Protesters on the Willamette River in Portland, Ore., waited as a Royal Dutch Shell icebreaker prepared to leave for Alaska in July. Credit Don Ryan/Associated Press
LONDON — Royal Dutch Shell said Monday that it would stop exploration off the coast of Alaska “for the foreseeable future.”
The decision came after the Burger J well, which the company drilled this summer, produced disappointing results. The company said the well had “found indications of oil and gas, but these are not sufficient to warrant further exploration” of the Burger prospect, a geological structure.
Shell said that the decision reflected not only the disappointing results from the well but “the high costs associated with the project and the challenging and unpredictable federal regulatory environment in offshore Alaska.”
The decision indicates that even though the oil industry believes the Arctic has major resources, the costs, a tricky environment and other risks are so high in the area that the hidden oil and gas will be difficult to develop if oil prices stay low.
Shell’s efforts to drill in Alaska have long seemed quixotic.
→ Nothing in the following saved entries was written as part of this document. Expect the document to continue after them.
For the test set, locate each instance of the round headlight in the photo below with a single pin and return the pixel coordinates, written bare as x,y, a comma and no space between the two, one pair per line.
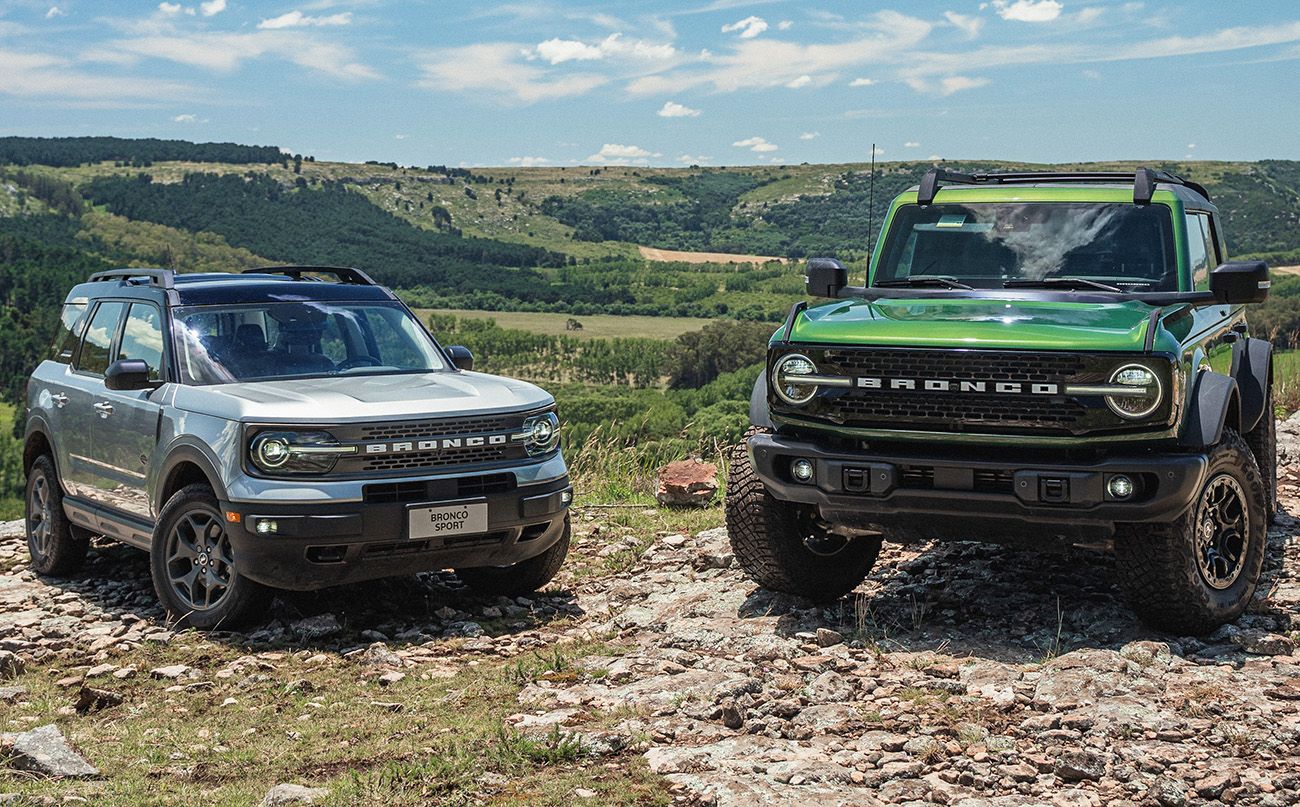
785,378
273,452
1144,395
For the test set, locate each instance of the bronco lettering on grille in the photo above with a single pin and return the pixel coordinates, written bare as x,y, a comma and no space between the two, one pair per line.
939,385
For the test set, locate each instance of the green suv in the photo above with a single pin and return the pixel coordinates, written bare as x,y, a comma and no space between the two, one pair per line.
1036,358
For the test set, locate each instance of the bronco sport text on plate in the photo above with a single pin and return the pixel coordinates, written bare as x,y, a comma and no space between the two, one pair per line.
1038,358
277,430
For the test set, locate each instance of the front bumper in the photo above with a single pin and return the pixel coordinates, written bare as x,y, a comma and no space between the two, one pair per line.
921,490
319,545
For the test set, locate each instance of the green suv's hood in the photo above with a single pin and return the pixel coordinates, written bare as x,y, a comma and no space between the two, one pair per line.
978,322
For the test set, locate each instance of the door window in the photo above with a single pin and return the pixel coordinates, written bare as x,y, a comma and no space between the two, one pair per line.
98,342
142,338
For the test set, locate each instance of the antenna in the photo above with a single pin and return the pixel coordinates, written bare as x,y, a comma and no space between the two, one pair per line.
871,209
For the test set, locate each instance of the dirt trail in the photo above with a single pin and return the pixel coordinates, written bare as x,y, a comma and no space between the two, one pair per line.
960,673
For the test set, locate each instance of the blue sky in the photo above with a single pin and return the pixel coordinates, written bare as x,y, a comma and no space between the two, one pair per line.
722,82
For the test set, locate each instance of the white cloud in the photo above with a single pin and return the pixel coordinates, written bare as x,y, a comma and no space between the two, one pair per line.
758,144
947,86
559,51
297,20
225,52
772,63
672,109
1027,11
749,27
618,153
495,68
965,24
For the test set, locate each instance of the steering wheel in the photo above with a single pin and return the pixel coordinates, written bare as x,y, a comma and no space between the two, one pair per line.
347,364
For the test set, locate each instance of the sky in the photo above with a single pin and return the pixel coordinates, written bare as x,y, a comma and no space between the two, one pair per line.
722,82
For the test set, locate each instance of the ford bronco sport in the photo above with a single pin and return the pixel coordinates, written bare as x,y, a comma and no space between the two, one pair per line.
1036,358
286,428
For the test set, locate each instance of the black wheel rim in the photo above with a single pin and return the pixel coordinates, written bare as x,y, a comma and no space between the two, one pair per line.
199,560
40,529
1222,532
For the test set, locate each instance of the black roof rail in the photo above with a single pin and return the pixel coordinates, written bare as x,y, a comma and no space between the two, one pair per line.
1144,181
345,274
163,278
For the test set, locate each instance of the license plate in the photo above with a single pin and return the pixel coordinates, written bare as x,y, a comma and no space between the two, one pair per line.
447,520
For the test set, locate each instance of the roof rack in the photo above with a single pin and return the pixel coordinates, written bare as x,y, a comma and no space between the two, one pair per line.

The company’s decade-long project has been dogged by the opposition of environmental activists, who have said oil and gas production would pose unacceptable risks in the fragile Arctic. Shell also encountered mishaps; in 2012 it drilled two shallow wells, but a drilling ship, the Kulluk, ran aground.
The environmental protests continued this year when the Obama administration gave the green light for the company to resume its efforts. Investors and industry executives questioned the wisdom of Shell’s spending heavily and putting its reputation at risk — especially with oil prices having fallen over the past two years from $110 per barrel to below $50 per barrel.
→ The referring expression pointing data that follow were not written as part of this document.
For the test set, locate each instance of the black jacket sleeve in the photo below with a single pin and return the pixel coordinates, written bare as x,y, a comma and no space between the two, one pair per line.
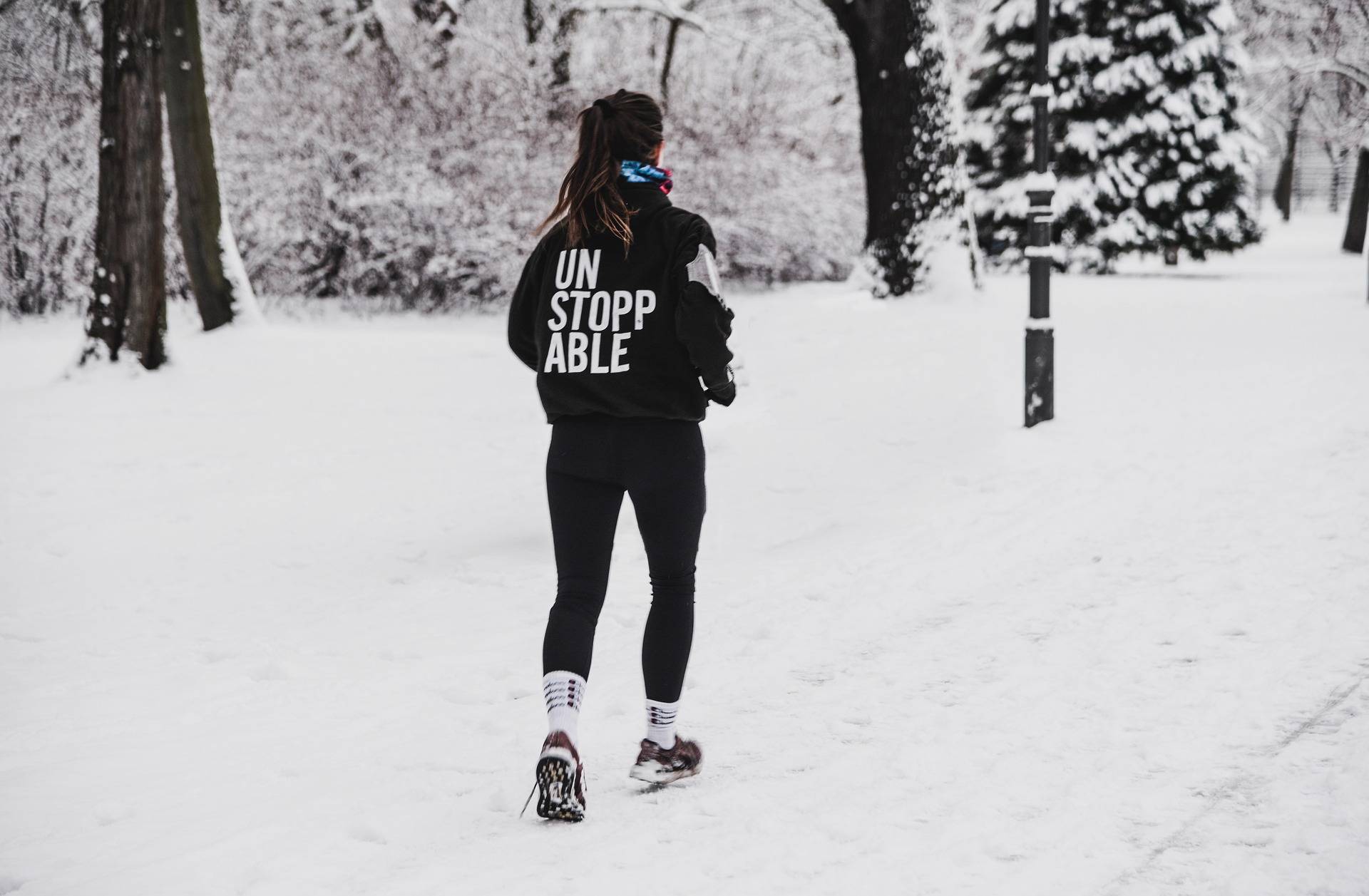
523,309
702,319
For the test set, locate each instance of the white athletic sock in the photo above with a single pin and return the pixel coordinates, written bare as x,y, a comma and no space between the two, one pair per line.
565,691
660,723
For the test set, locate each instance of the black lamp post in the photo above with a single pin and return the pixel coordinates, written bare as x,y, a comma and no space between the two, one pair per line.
1041,190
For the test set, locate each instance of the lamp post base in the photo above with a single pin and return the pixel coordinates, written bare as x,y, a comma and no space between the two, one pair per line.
1041,375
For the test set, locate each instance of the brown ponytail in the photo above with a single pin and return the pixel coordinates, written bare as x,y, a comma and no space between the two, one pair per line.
615,128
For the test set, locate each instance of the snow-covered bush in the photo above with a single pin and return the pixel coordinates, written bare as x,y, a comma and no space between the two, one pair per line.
409,152
1150,144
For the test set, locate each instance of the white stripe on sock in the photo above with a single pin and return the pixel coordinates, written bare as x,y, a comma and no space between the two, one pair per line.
660,723
565,691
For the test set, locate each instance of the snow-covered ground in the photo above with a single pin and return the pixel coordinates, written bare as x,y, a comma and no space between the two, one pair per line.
270,619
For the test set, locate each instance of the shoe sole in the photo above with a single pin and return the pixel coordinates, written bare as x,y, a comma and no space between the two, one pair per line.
656,773
556,788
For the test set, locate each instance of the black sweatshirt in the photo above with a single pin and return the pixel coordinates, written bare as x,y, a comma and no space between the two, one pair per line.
627,337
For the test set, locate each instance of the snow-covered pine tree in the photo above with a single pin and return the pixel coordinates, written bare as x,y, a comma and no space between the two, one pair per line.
1153,155
908,140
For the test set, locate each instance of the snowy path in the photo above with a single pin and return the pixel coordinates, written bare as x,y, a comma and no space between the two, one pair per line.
270,620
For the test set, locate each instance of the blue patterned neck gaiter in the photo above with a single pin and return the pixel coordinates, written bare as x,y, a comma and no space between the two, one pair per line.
642,172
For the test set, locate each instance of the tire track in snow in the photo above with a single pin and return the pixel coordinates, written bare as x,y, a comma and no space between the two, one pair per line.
1234,784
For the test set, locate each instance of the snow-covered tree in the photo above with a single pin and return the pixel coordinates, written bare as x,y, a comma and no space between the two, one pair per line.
908,135
1152,150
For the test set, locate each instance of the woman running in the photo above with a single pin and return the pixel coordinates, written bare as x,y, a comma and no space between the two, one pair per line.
620,315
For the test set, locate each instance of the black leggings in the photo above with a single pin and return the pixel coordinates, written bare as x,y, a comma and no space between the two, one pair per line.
592,461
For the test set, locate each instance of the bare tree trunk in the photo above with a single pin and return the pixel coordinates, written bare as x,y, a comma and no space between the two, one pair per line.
129,304
1283,186
562,47
192,156
1339,156
671,40
1358,220
904,133
533,21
Stopping drilling in offshore Alaska is a major disappointment for Shell, whose executives thought they had locked up a potentially huge trove of oil there. In July, Ben van Beurden, Shell’s chief executive, said that the area where the company was drilling in the Chukchi Sea, 150 miles offshore, “has the potential to be multiple times larger than the largest prospects in the U.S. Gulf of Mexico.”
At the time, Mr. van Beurden also said that Shell would not learn enough from one well to figure out how much oil and natural gas was in the area unless the results were very disappointing.
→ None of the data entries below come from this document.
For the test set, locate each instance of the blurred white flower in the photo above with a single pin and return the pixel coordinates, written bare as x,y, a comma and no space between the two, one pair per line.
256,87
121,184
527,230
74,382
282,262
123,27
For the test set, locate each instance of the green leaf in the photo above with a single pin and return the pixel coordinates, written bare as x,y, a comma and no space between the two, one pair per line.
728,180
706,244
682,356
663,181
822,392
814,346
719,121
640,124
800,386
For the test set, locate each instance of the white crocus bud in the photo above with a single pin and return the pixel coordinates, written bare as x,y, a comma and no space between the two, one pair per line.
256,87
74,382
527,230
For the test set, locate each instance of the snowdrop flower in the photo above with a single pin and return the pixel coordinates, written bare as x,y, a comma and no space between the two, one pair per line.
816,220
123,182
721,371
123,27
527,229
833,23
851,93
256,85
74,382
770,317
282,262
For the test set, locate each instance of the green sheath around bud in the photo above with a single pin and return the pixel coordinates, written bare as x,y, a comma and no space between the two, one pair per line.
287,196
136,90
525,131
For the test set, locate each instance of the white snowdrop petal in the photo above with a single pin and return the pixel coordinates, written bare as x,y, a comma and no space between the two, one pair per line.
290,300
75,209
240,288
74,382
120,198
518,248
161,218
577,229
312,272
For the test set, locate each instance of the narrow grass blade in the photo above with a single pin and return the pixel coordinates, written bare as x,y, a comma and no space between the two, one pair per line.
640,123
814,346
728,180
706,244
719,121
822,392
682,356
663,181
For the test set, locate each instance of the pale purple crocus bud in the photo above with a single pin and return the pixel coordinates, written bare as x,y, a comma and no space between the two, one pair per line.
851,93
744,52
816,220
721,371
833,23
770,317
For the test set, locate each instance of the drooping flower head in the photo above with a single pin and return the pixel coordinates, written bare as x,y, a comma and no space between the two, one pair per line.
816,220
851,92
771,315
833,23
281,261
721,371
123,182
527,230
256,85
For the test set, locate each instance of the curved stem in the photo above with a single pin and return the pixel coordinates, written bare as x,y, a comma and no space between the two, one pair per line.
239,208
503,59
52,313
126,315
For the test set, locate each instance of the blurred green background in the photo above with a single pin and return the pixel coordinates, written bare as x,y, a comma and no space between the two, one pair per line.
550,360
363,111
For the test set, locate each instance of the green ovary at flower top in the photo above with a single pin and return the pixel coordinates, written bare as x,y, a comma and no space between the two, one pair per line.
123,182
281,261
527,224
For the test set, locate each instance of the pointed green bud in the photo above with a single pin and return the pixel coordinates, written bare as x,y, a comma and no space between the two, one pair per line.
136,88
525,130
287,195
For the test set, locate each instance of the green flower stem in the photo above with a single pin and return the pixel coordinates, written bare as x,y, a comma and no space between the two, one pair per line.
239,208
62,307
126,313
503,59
Shell’s current foray into the Alaska offshore began under Mr. van Beurden’s predecessors, and he has always been concerned about the project’s costs and risks. Soon after he became chief executive in 2014, he temporarily halted drilling in Alaska because of legal and regulatory issues.
He came around to the view that the potential bonanza was worth the expense and headaches, but now that drilling has produced an unexpectedly poor result, he may have decided to follow his original instincts and call a halt.
“This first dry well seems to have been the trigger for the C.E.O. to pull the plug on their Alaska exploration campaign,” said Oswald Clint, an analyst at Bernstein Research in London.
The Alaska operations have cost billions of dollars. Shell said the value of Alaska drilling on its balance sheet was $3.1 billion and that it had a further $1.1 billion in contractual commitments, probably for items like drilling rigs. The company said it would take write-offs as a result of the decision to halt drilling.
“Shell continues to see important exploration potential” in offshore Alaska, Marvin E. Odum, the company’s head of exploration and production, said in a statement. “However, this is clearly a disappointing outcome.”
In a note to investors, Biraj Borkhataria, an analyst at RBC Capital Markets in London, said that investors were disappointed by the well results but might welcome the decision to suspend drilling in the long run.
“We think the budget for exploration drilling would be better spent elsewhere,” he wrote.